The commission says it is of the view that the proposed transaction is unlikely to substantially lessen or prevent competition in the steel processing market within South Africa.
However, to promote the greater spread of ownership, the merging parties have agreed to implement a transformation initiative within 12 months of the implementation date.
TSA is involved in the provision of professional transaction and corporate advisory and related services; the manufacture and supply of recreational watercraft; the supply of building products and materials to professional contractors within the agricultural and residential building markets; the manufacture and distribution of on-and off-road utility terrain vehicles and power sport vehicles; the provision of property development and management services; as well as the provision of services to designers and homeowners in the custom and luxury home interior market.
ATS is a wholly owned subsidiary of Aveng – a steel service centre business that provides steel processing and related services, including platework such as laser, plasma and oxy gas cutting, structural steelwork, coil processing, tube laser cutting, and other services.

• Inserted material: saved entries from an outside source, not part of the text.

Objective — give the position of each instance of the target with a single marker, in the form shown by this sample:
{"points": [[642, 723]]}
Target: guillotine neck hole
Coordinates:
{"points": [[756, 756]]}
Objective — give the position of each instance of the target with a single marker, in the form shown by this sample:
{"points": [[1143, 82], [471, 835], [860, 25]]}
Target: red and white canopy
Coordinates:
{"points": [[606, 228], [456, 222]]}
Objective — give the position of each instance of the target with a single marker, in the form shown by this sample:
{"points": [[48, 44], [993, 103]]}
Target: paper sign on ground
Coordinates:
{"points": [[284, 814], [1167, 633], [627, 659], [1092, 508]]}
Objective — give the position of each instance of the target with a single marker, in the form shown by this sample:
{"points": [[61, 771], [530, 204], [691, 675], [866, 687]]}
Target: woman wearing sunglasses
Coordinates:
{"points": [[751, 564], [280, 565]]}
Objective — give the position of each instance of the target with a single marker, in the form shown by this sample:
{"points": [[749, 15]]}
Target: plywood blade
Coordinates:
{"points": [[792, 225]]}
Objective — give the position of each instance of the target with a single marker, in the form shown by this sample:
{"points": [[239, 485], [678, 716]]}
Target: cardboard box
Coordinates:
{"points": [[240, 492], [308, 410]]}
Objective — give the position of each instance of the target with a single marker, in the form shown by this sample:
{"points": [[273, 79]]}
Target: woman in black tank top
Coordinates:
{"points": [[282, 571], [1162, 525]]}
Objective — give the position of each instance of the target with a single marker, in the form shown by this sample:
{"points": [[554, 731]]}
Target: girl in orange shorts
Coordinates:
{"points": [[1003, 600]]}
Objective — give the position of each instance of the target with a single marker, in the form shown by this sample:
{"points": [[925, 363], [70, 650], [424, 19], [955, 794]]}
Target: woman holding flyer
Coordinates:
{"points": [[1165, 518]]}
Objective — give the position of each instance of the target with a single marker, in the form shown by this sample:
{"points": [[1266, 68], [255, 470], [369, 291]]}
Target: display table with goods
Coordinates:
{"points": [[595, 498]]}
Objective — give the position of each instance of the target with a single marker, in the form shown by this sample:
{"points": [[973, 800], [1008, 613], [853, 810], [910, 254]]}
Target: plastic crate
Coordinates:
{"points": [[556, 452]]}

Through these operations, ATS produces automotive blanks, special steel, structural and plate steel, as well as pipe and tube steel products. The majority of ATS’ services are provided to the automotive sector, primarily to original-equipment manufacturers.
Outside of the automotive sector, ATS provides steel processing services to produce steel products to the specifications of customers in the rail, mining, energy and engineering sectors.